Her smile curled like smoke. “Dancing.”
*****
Her flat smelt like cinnamon body spray and marijuana, and it was little.
Makeup brushes were all over the floor like confetti, and bras were dangling from the ceiling fan.
She gave me a sweater with glitter skulls on it and some noodles.
“You got the face,” she said, eating chips from the bag. “Big eyes. Sad mouth. Men love that. Especially the rich, twisted ones.”
I didn't respond.
Eating as if my life depended on it kept me too occupied.
She threw a business card at me.
Black. Sleek. The kind that whispered danger.
“Velvet Room. Ask for Max. Say Jade sent you.”
“Are you serious?” I asked.
“Dead serious,” she replied.
“It’s not a strip club. It’s “the” strip club. You don’t dance for broke college boys or birthday drunks. You dance for killers in suits. Ministers. Kingpins.
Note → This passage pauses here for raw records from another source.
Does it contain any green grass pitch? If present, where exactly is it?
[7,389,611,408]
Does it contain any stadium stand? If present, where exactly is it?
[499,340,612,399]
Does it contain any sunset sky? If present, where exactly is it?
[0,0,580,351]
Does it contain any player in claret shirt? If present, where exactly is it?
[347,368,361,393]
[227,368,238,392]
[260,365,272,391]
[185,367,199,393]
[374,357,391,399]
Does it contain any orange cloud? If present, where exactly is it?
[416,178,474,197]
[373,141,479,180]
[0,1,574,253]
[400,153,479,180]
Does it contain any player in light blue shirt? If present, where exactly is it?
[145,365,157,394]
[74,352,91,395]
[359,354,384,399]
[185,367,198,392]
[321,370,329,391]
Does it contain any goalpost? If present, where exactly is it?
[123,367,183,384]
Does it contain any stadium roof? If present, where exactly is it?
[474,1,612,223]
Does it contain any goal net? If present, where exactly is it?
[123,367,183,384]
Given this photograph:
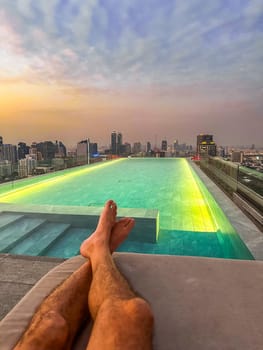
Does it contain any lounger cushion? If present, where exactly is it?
[0,253,263,350]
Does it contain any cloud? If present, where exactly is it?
[0,0,263,100]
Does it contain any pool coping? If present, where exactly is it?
[191,160,263,260]
[0,202,160,243]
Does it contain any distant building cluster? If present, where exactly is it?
[0,131,263,182]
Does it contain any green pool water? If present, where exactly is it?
[0,158,253,259]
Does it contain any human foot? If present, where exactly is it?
[80,202,135,258]
[110,218,135,253]
[80,200,117,257]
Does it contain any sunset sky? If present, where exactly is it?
[0,0,263,146]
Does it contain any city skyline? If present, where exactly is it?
[0,0,263,147]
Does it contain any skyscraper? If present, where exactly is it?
[196,134,216,157]
[111,131,122,155]
[117,132,122,155]
[17,142,30,159]
[161,140,167,151]
[111,131,117,154]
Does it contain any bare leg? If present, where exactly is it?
[80,201,153,350]
[15,209,134,350]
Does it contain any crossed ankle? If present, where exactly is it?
[14,311,69,350]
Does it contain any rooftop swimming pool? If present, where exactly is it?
[0,158,253,259]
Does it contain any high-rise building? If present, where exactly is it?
[55,141,67,158]
[0,144,17,164]
[111,131,122,155]
[173,140,179,152]
[196,134,216,157]
[111,131,117,154]
[17,142,30,159]
[18,154,37,177]
[133,142,142,154]
[231,151,244,163]
[117,132,122,155]
[36,141,57,160]
[146,141,152,154]
[161,140,167,151]
[77,139,98,164]
[77,140,89,164]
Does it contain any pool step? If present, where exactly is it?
[0,213,23,230]
[41,227,93,258]
[0,216,46,253]
[9,222,70,256]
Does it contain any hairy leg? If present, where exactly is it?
[15,205,134,350]
[80,201,153,350]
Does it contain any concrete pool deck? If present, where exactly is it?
[0,253,263,350]
[0,160,263,317]
[191,162,263,260]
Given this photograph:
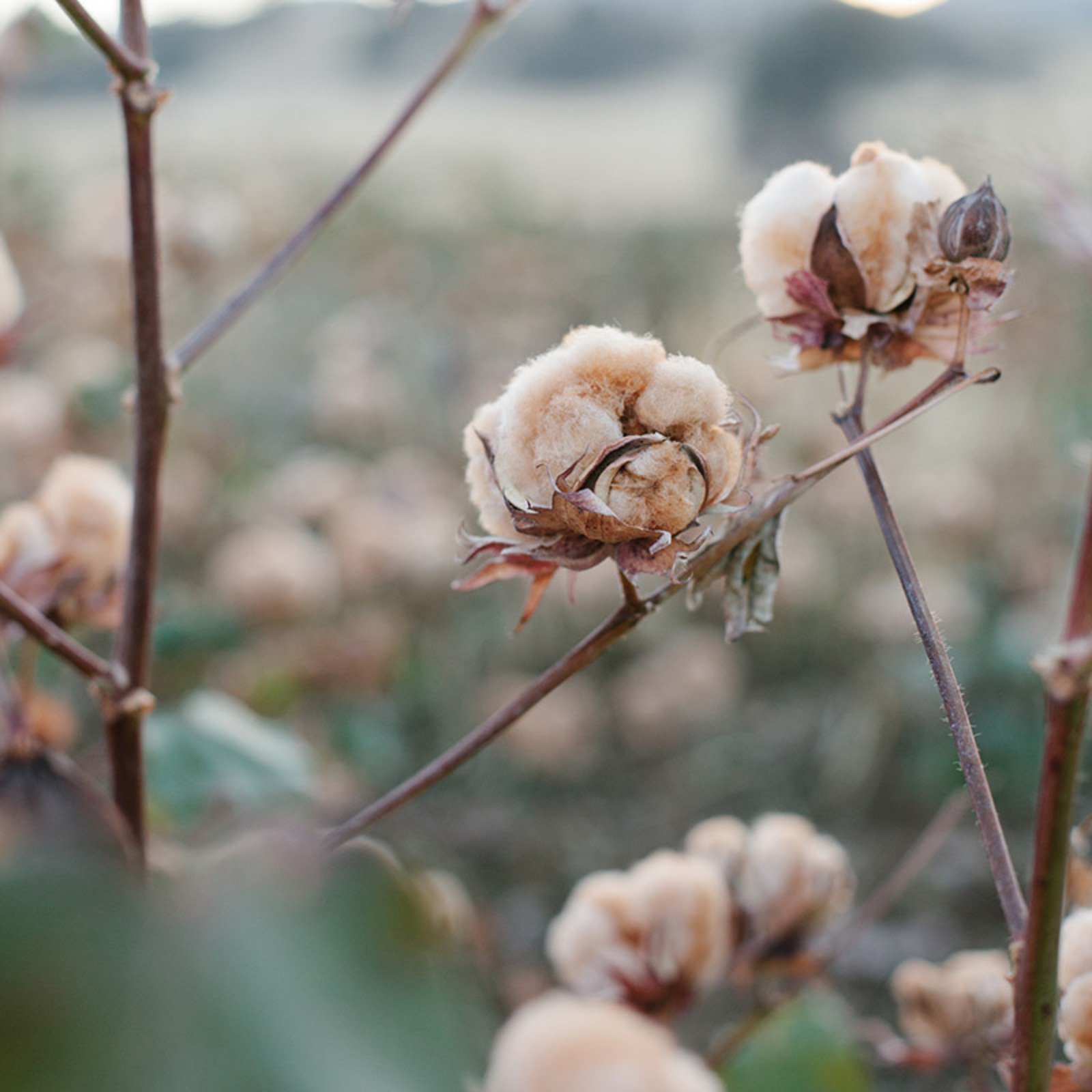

The kind of men who buy women like they buy watches.”
My stomach twisted.
“You think I can do that?”
She looked at me hard. “You will if you want to survive.”
I felt the weight of everything weighing down on me as I lay on the couch that night,gazing at the ceiling.
I had nothing. No home. No family. Just a card and a choice.
Maybe this was what falling felt like.
But just before sleep pulled me under, something scratched at the window.
I sat up slowly.
The next room was where Jade was snoring.
The gentle, meticulous tap-tap-tap against the glass was the only sound in the flat.
I turned.
A shadow stood just beyond the windowpane.
Not moving.
Just watching.
A glint of grey eyes caught the streetlight. Cold. Still. Waiting.
Then he lifted his hand... and blew me a kiss.